Da ist der Ruwenzori Nationalpark als UNESCO Weltkulturerbe mit 996 Quadratkilometern Fläche wirklich unverwechselbar. Spektakuläre Regen- und Bergwälder mit stürzenden Wasserfällen und phantastischer Vegetation wie in einem verwunschenem Land - bizarre Baumformationen mit leuchtend grünen Flechten, Schlammfelder, ächzende Moore und bemooste Felsblöcke, Bambuswälder, Riesenlobelien und übermannshohe Senezien bieten ein außergewöhnliches Trekking-Erlebnis, auch wenn einmal das Eis verschwunden ist.

Im dichten Regenwald verstecken sich zudem seltene und zum Teil endemische Tiere, Panther und Leoparden, Meerkatzen und Felsschliefer, Buschböcke und Riesenwaldschweine, manchmal auch Elefanten und Büffel, ganz häufig auch verschiedene Chamäleonarten. Auch eine eigene Schimpansenkolonie soll in Kürze wieder angesiedelt werden. Die Baumgrenze reicht weit über 4.000 Meter hinauf. Auch in höheren Lagen bevölkern vielzählige bunte Vogelarten die weitläufigen Sümpfe und Täler, z.B. Nektarvögel, Turakos, Schwarzenten, Alpensegler. Bis in die Gipfelregionen kommen Geierraben und Bergbussarde.

Was vom Gletscher blieb

Da sich die wenigen Gletscherreste rund um das Stanley-Plateau immer weiter zurückziehen, müssen auf dem Weg nach oben - zum Peak Margherita auf 5.109 Meter - alljährlich neue Kletterrouten und Pfade gefunden werden. Und auch wenn das Eis von Flugstaub, schwarzem Ruß, vielfältigen Emissionen und Vulkangeröll dunkelgrau gefärbt ist und man nach dem Eisklettern wie ein Rauchfangkehrer aussieht - das Eispanorama ist dennoch beeindruckend. Braun gezuckerte Firnfelder, türkis fließende Eishänge, gefrorene Wasserspiele, mächtige Gletscherspalten in vielen Farbtönen. Nur rund 300 der jährlich 3.000 Besucher des Nationalparks schaffen allerdings den Gipfelanstieg, um sie auch zu sehen.

"Schicken Sie uns viele Besucher, solange der Gletscher noch liegt", fordert Joseph Muhndo, ein anderer RMS-Guide.
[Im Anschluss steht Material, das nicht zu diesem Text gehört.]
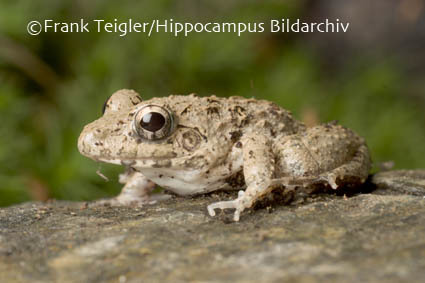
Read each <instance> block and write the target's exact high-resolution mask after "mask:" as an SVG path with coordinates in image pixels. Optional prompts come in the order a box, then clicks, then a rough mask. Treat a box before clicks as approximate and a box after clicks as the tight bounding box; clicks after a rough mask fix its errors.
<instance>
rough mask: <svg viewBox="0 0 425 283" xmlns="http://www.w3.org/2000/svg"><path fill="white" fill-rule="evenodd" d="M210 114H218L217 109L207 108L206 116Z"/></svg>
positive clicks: (215, 108) (218, 110) (209, 114)
mask: <svg viewBox="0 0 425 283" xmlns="http://www.w3.org/2000/svg"><path fill="white" fill-rule="evenodd" d="M211 114H219V109H218V107H208V108H207V115H211Z"/></svg>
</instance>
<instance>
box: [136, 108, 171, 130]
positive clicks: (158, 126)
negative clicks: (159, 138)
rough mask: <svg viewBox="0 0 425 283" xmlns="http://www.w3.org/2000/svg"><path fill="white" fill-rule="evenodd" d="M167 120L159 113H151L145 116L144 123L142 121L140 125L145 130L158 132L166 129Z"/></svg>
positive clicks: (143, 118)
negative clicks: (165, 128) (161, 129)
mask: <svg viewBox="0 0 425 283" xmlns="http://www.w3.org/2000/svg"><path fill="white" fill-rule="evenodd" d="M164 124H165V118H164V116H162V115H161V114H160V113H158V112H150V113H147V114H145V115H144V116H143V118H142V121H140V125H141V126H142V128H143V129H145V130H147V131H150V132H156V131H158V130H160V129H161V128H162V127H164Z"/></svg>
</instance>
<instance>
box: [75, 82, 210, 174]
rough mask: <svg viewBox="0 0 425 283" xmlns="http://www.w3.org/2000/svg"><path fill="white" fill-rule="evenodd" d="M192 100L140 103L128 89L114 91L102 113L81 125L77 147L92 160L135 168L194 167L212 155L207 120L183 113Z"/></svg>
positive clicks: (197, 112)
mask: <svg viewBox="0 0 425 283" xmlns="http://www.w3.org/2000/svg"><path fill="white" fill-rule="evenodd" d="M194 98H195V97H194V96H169V97H164V98H153V99H150V100H148V101H142V99H141V98H140V96H139V95H138V94H137V93H136V92H134V91H132V90H120V91H117V92H116V93H114V94H113V95H112V96H111V97H110V98H109V99H108V100H107V101H106V102H105V105H104V111H103V112H104V113H103V116H102V117H101V118H99V119H97V120H95V121H94V122H92V123H90V124H88V125H86V126H85V127H84V130H83V131H82V133H81V135H80V137H79V140H78V149H79V150H80V152H81V154H83V155H85V156H87V157H89V158H91V159H94V160H96V161H103V162H108V163H114V164H123V165H129V166H134V167H138V168H143V167H158V168H159V167H182V166H183V167H186V168H187V167H190V168H199V167H200V166H203V165H204V164H205V163H208V162H210V161H208V160H206V159H207V158H205V156H210V157H211V158H213V155H214V154H209V153H208V152H209V151H210V146H211V141H210V142H209V137H208V133H209V132H211V131H209V129H208V118H207V117H206V115H205V114H204V115H202V113H201V112H202V111H192V112H191V111H190V110H189V111H188V109H189V108H191V106H192V102H193V100H194ZM211 139H212V140H214V137H211ZM212 151H216V150H215V149H213V150H212Z"/></svg>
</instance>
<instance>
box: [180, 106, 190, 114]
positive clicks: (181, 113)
mask: <svg viewBox="0 0 425 283" xmlns="http://www.w3.org/2000/svg"><path fill="white" fill-rule="evenodd" d="M189 107H190V105H189V106H187V107H186V108H185V109H183V111H182V112H180V115H185V114H187V109H189Z"/></svg>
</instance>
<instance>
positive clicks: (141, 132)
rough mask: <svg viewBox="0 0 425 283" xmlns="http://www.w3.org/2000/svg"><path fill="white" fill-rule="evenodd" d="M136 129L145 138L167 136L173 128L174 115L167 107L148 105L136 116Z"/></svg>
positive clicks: (135, 121) (142, 136) (152, 137)
mask: <svg viewBox="0 0 425 283" xmlns="http://www.w3.org/2000/svg"><path fill="white" fill-rule="evenodd" d="M133 125H134V131H135V132H136V133H137V135H139V136H140V137H141V138H143V139H147V140H159V139H162V138H165V137H167V136H168V135H169V134H170V133H171V130H172V128H173V116H172V115H171V113H170V111H168V110H167V109H165V108H163V107H161V106H157V105H146V106H144V107H143V108H141V109H139V110H138V111H137V113H136V115H135V116H134V124H133Z"/></svg>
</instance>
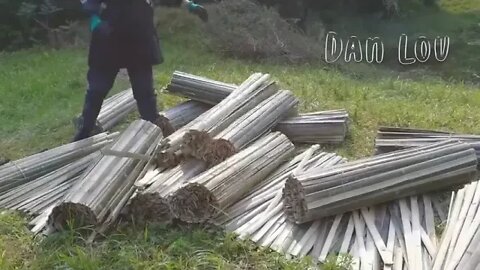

Englischsprachige Medien schreiben schon vom "Last chance to see" - Afrikas Alpen schmelzen weg. In 15 bis 20 Jahren könnte das tropische Süßwasserreservoir am Ruwenzori Geschichte sein. Es könnte das Aus vieler Pflanzen- und Tierbestände sein und den Wasserhaushalt des ganzen schwarzen Kontinents durcheinander bringen. Vielleicht ist das aber auch nur eine unbegründete Sorge, die sich ein paar Klimaforscher machen. Denn: Die Entwicklung ist sowieso nicht mehr umkehrbar.